Um ponto de decisão importante: se a sua passagem transitar de exterior para interior num único cabo, escolha um cabo óptico interno classificado para ambos os ambientes , ou termine a seção externa em um ponto de entrada na parede e faça a emenda em um ponto interno dedicado. Misturar tipos de revestimento em uma única execução contínua é um erro comum que cria problemas de conformidade em penetrações em edifícios com classificação de incêndio.

Instalação: onde a maioria dos problemas realmente ocorre

O próprio cabo raramente é a fonte de falhas de campo. Técnica é. Quatro regras cobrem a maioria dos erros de instalação:

  • Respeite o plano plano. Passe os cabos borboleta de forma que as dobras ocorram na dimensão ampla e não na borda. A dobra da borda pode rachar a fibra mesmo dentro do raio de curvatura nominal do papel.
  • Não grampeie demais. Fixar grampos com muita força comprime o perfil do cabo e introduz perdas por microcurvaturas que só aparecem semanas depois, à medida que a bainha se deforma. Use clipes de sela dimensionados de acordo com a largura do cabo.
  • Tira com cuidado. O design de ranhura na maioria dos cabos borboleta existe para tornar a decapagem rápida - use um decapador de cabo drop dedicado, não um cortador de fio genérico. Cortar o revestimento de fibra aumenta a perda em cada corte.
  • Teste antes de encerrar. Um rastreamento do OTDR em uma bobina de cabo antes da instalação leva dois minutos e confirma que o vidro está intacto. O teste após passar pelo conduíte informa onde está o problema; testar antes informa se você precisa se preocupar.

Escolhendo o fornecedor certo: quais especificações exigir

O mercado de cabos borboleta FTTH está lotado.

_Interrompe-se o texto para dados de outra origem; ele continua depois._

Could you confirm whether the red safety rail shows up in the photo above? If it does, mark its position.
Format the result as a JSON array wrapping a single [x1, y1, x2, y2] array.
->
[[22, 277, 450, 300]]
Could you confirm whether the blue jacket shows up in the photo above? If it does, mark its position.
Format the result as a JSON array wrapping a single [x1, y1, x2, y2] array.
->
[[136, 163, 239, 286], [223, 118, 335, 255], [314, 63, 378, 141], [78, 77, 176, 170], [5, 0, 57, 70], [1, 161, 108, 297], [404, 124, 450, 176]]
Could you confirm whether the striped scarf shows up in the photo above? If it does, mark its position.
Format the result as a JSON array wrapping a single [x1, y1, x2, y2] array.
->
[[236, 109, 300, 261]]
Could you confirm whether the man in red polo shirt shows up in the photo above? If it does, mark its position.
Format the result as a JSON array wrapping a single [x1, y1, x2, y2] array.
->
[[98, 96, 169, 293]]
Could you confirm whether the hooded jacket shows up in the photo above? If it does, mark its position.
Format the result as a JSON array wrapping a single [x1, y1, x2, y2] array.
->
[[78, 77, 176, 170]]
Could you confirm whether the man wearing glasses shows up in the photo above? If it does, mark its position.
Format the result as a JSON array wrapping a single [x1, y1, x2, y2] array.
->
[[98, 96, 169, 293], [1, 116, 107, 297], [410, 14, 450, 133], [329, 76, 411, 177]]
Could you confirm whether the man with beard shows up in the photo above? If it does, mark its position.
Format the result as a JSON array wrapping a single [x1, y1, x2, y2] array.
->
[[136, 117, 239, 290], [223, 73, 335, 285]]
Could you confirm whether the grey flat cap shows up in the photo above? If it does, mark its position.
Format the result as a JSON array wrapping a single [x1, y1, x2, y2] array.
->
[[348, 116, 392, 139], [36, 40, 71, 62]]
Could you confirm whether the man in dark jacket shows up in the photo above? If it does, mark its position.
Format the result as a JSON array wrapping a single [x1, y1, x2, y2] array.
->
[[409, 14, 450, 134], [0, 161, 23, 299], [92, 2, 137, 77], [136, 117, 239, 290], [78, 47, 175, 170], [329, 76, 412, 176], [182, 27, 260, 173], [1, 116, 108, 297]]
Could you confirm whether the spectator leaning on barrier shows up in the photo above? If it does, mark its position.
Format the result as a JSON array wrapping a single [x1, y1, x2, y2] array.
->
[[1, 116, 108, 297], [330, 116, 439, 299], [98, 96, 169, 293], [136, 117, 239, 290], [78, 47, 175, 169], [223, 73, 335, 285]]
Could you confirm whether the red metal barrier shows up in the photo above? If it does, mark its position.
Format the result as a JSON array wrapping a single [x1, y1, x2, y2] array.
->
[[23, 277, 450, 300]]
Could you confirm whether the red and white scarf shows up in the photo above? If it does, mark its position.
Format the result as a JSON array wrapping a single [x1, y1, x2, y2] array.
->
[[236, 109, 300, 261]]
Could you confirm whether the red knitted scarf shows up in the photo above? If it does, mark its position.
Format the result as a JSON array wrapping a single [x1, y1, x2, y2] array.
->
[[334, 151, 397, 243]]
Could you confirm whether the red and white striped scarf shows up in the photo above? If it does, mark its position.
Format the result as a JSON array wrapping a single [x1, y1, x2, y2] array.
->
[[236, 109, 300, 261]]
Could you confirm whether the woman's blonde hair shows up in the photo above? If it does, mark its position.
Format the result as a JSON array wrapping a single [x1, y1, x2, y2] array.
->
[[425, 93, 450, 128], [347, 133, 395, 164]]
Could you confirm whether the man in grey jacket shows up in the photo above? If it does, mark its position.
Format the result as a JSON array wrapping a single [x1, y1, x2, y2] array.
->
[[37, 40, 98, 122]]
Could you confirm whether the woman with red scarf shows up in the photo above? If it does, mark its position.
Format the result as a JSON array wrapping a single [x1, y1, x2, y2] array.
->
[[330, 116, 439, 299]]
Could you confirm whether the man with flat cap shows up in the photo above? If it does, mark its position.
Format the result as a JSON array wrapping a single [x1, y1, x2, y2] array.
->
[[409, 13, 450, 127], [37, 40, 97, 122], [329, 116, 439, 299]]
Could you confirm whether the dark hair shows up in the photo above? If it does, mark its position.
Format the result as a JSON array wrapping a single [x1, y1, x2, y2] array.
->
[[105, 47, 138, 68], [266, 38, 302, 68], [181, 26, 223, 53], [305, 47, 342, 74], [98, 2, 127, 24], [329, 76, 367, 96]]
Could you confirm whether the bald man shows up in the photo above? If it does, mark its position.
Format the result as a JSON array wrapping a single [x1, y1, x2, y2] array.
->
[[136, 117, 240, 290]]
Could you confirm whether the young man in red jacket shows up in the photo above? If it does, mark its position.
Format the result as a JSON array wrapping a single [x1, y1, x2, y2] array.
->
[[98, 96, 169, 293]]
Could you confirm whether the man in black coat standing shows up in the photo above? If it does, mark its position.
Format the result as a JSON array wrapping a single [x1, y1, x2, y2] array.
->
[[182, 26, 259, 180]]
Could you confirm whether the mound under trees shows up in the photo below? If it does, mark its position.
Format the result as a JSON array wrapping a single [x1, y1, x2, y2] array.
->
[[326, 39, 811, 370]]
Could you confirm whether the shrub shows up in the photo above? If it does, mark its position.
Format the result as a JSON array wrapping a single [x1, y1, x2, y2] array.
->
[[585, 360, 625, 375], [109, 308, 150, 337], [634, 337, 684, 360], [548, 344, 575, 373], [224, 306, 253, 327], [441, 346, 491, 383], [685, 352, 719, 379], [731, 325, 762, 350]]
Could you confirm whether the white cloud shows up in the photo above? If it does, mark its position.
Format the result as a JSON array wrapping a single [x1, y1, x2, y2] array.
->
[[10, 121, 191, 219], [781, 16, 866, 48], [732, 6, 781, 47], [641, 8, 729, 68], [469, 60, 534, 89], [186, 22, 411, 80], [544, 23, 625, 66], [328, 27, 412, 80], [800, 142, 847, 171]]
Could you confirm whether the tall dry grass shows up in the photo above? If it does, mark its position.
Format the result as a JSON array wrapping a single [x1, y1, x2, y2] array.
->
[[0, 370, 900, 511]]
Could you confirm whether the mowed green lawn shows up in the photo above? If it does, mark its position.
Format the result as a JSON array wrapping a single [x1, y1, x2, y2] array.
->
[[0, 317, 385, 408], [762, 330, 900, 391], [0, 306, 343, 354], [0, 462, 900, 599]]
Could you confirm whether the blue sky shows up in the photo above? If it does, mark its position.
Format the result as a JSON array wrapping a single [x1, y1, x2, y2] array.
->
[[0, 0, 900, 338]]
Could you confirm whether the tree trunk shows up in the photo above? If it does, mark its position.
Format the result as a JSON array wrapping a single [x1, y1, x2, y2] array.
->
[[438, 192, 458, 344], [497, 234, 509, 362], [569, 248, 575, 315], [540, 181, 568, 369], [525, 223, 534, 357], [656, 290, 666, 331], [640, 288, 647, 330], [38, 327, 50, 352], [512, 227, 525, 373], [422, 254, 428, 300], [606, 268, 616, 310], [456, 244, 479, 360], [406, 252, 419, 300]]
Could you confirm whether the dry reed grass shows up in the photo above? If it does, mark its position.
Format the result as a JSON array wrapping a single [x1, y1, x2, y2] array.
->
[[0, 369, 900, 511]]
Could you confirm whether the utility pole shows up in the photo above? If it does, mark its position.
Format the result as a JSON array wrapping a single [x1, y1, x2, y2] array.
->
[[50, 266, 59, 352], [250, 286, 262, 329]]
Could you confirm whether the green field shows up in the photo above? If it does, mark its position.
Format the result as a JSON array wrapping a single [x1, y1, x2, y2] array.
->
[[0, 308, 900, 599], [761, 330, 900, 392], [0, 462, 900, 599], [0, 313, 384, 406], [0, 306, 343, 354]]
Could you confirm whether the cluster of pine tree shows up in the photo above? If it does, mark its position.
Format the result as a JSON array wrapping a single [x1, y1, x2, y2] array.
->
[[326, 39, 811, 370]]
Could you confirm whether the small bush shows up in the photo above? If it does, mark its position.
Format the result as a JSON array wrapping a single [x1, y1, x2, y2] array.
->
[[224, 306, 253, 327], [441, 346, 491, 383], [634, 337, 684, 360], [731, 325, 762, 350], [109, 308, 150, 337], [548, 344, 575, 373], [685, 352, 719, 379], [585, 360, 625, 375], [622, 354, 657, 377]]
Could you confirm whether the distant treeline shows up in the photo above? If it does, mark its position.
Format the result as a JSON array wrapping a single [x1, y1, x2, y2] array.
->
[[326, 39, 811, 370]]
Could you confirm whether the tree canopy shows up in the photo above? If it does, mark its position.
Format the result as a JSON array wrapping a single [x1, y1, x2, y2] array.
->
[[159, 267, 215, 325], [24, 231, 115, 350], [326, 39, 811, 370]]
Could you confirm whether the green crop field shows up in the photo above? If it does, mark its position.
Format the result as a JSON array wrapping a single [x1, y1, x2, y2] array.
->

Solicitar conformidade com o ITU-T G.657 é necessário, mas não suficiente – insista na documentação para estes quatro parâmetros:

  • Perda de macroflexão no raio de curvatura e comprimento de onda especificados (1550 nm e 1625 nm)
  • Resistência à tração — normalmente ≥80 N para ambientes internos, ≥600 N para ambientes externos autoportantes
  • Resistência ao esmagamento — Os membros FRP devem suportar ≥1000 N/100 mm
  • Retardador de chama — A bainha LSZH deve atender, no mínimo, à IEC 60332-1 para uso interno

Os fornecedores que publicam esses números abertamente – e podem apoiá-los com relatórios de testes de terceiros – geralmente são os que produzem cabos com bom desempenho em campo. Cabos ópticos borboleta FTTH construídos de acordo com essas especificações superam consistentemente alternativas não certificadas em estabilidade de sinal de longo prazo.

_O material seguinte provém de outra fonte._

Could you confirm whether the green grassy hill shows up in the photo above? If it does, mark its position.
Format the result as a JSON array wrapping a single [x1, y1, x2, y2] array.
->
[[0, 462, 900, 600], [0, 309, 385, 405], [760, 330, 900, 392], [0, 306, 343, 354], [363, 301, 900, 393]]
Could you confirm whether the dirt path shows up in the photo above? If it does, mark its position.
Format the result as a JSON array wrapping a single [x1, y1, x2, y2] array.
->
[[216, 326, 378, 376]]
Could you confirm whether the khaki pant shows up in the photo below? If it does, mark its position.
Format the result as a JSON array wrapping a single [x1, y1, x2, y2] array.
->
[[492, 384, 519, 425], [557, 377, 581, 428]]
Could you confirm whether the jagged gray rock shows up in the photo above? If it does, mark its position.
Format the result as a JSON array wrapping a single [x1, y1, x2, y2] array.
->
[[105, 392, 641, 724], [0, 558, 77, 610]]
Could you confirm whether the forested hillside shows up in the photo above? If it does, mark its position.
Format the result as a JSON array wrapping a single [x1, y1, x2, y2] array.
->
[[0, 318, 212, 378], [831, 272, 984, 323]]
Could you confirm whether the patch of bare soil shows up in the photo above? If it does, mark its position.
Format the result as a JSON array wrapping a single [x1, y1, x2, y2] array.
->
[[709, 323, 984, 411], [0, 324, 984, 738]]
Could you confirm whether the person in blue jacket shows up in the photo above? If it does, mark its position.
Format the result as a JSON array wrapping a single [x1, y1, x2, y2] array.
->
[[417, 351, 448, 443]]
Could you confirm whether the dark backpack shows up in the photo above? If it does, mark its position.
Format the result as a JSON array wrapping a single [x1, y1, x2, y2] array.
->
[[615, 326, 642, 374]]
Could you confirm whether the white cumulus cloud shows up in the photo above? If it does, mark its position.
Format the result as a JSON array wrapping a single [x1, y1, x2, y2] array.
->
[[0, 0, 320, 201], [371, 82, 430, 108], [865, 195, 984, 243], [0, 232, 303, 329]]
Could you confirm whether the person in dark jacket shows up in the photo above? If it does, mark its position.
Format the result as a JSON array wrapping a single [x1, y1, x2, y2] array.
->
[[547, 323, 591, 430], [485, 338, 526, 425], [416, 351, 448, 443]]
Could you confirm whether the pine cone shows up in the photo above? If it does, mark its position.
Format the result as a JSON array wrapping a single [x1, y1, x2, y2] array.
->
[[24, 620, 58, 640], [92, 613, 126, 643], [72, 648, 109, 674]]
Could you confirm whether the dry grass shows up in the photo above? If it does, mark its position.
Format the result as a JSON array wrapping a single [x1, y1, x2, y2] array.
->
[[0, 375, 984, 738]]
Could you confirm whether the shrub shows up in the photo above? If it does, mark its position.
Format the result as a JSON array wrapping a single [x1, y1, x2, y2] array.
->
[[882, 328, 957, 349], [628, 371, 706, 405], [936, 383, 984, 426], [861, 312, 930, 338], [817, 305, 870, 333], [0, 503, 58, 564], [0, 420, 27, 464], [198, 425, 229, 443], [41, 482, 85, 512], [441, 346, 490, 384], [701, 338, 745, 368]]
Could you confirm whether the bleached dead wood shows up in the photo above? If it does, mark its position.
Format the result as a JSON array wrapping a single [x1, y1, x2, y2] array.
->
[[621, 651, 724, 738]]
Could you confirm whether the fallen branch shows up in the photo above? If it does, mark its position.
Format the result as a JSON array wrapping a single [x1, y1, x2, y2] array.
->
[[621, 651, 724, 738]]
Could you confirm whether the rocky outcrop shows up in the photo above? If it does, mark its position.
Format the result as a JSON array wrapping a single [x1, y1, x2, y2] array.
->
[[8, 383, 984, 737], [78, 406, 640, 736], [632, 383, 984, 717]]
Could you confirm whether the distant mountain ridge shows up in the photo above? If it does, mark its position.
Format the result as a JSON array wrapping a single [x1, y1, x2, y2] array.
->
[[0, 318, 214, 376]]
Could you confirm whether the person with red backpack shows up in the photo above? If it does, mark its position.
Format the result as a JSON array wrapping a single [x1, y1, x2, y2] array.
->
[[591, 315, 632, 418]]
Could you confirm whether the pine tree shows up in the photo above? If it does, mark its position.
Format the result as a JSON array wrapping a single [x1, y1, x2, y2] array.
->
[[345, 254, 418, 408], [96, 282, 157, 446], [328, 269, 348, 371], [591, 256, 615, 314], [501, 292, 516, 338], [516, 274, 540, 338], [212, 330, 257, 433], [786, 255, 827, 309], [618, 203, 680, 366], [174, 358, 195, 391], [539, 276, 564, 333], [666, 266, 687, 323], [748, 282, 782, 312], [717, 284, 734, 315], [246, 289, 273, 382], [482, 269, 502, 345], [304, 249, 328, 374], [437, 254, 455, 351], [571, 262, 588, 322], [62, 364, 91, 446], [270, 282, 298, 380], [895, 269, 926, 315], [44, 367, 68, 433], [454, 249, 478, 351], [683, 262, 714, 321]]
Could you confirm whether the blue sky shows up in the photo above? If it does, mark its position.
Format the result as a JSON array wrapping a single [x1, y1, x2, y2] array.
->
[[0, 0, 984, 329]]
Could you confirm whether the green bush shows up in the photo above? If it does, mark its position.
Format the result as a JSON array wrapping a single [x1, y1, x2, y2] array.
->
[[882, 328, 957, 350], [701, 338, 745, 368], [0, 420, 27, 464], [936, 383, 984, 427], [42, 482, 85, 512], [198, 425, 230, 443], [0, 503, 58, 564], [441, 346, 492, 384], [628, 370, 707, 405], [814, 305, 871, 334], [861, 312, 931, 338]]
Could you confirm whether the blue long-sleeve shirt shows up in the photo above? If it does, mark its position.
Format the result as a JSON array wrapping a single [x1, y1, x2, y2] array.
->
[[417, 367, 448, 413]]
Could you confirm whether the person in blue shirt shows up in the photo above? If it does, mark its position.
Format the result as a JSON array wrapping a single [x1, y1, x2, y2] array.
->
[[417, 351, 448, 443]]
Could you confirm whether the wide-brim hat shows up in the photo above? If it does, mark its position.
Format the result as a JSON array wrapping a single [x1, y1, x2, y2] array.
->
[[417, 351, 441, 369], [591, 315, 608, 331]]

Para projetos maiores, verifique também a consistência do comprimento da bobina. Receber doze bobinas de comprimentos variados quando você planejou puxações contínuas cria desperdícios e emendas que você não planejou. Um fabricante com rigorosos controles de produção envia o que foi pedido. Combine sua aquisição de cabos com o equipamento certo cabos e acessórios de fibra óptica do mesmo nível de qualidade para evitar pontos fracos nos pontos de terminação.

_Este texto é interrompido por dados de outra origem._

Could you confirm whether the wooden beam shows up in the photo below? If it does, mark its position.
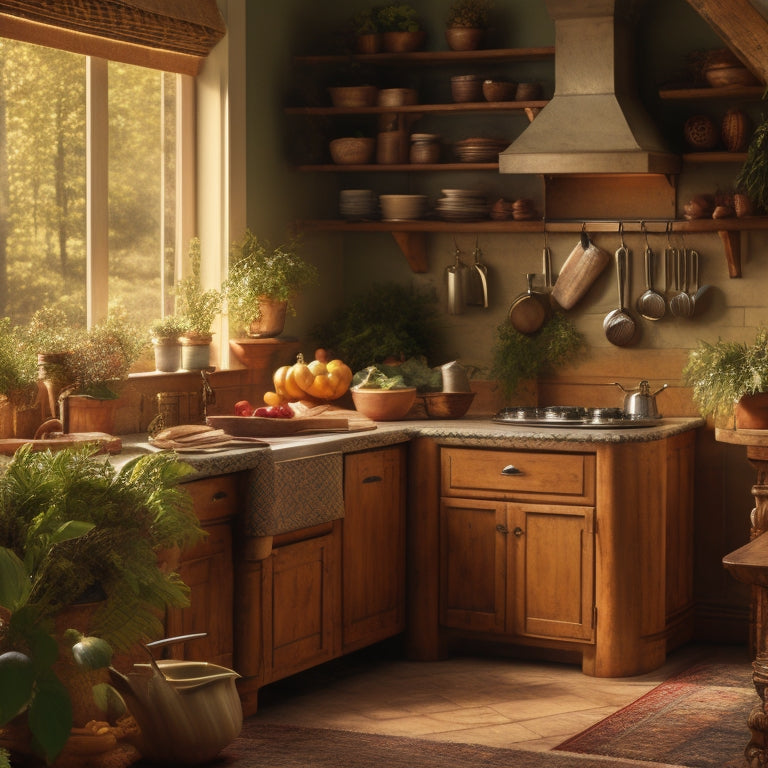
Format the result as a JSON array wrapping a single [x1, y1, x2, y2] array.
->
[[688, 0, 768, 83]]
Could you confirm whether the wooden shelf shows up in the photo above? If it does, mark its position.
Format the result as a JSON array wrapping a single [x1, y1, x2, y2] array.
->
[[294, 46, 555, 66], [659, 85, 765, 101], [285, 99, 548, 117], [299, 216, 768, 278]]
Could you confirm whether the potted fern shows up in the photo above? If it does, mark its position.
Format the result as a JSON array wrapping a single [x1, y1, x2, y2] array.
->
[[445, 0, 492, 51], [0, 446, 203, 765], [176, 237, 223, 371], [224, 229, 317, 338]]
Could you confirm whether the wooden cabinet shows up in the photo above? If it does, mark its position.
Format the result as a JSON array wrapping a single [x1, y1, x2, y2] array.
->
[[166, 474, 238, 667], [440, 448, 595, 642], [342, 445, 405, 653], [407, 431, 695, 677]]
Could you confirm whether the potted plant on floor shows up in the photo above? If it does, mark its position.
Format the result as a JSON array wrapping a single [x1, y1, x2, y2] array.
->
[[224, 229, 318, 338], [445, 0, 492, 51], [0, 446, 203, 765], [683, 328, 768, 429], [149, 315, 187, 373], [176, 237, 223, 371]]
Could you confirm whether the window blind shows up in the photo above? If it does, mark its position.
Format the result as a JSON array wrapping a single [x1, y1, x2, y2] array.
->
[[0, 0, 226, 75]]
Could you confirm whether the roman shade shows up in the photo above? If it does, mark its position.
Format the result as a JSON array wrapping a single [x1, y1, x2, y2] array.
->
[[0, 0, 226, 75]]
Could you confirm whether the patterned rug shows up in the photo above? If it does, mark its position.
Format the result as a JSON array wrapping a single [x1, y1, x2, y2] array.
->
[[557, 651, 759, 768]]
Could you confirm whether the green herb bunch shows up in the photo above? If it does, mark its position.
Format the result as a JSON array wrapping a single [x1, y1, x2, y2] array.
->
[[446, 0, 493, 29], [491, 312, 585, 397], [683, 328, 768, 419], [176, 237, 223, 336], [375, 3, 421, 32]]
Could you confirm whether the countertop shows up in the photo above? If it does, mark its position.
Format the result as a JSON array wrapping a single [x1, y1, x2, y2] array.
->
[[112, 417, 705, 479]]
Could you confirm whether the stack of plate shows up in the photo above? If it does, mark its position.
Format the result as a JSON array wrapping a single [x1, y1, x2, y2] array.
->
[[435, 189, 488, 221], [339, 189, 379, 221], [453, 137, 510, 163]]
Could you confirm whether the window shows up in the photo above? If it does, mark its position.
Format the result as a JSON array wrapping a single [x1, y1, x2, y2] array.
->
[[0, 38, 184, 326]]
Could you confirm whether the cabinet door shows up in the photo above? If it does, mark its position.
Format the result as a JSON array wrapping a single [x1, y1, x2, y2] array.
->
[[166, 522, 233, 668], [342, 446, 405, 653], [262, 528, 340, 680], [508, 504, 595, 641], [440, 498, 507, 632]]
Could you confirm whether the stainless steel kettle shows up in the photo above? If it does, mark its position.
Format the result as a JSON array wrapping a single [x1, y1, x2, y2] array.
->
[[613, 379, 668, 419]]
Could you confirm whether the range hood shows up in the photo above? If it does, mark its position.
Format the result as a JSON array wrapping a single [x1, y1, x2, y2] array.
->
[[499, 0, 680, 174]]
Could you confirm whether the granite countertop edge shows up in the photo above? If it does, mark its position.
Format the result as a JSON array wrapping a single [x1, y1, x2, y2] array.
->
[[117, 417, 706, 480]]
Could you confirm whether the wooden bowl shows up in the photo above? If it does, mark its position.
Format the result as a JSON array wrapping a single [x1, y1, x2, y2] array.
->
[[424, 392, 475, 419], [328, 85, 379, 107], [329, 136, 376, 165], [350, 387, 416, 421]]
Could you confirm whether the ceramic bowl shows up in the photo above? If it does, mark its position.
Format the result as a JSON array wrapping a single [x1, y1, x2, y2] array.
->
[[379, 195, 427, 221], [424, 392, 475, 419], [350, 387, 416, 421]]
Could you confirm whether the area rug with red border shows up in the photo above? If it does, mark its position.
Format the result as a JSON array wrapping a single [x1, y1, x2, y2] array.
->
[[556, 650, 759, 768]]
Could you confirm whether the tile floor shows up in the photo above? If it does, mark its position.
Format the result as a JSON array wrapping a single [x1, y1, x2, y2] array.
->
[[256, 646, 746, 750]]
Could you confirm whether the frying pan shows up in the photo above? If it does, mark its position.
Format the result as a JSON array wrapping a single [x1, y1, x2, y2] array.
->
[[509, 272, 548, 335]]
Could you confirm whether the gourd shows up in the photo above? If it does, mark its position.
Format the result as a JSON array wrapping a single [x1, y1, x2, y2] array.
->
[[264, 350, 352, 405]]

O resultado final para planejadores de rede

Os cabos ópticos FTTH Butterfly resolvem um problema real e específico: fornecer fibra através do último segmento arquitetonicamente caótico de uma rede de acesso. O perfil borboleta plano, a fibra G.657 insensível à curvatura e os membros de resistência FRP se combinam para tornar o roteamento interno genuinamente gerenciável - não apenas teoricamente possível.

Combine a variante do cabo com o ambiente (GJXH interno ou GJXFH autossustentável externo), especifique G.657.A1 ou A2 com base nos raios de curvatura reais em seu caminho de roteamento e mantenha os fornecedores com valores de desempenho documentados. Faça essas três coisas e o cabo deixará de ser a variável que mantém os engenheiros de campo acordados à noite.

Para segmentos de backbone externos que alimentam seus drops FTTH, explore opções de cabos ópticos externos projetado para aplicações em dutos, antenas e enterramento direto - uma estratégia coerente de cabos ponta a ponta oferece consistentemente menor custo total de instalação do que a mistura de famílias de produtos incompatíveis.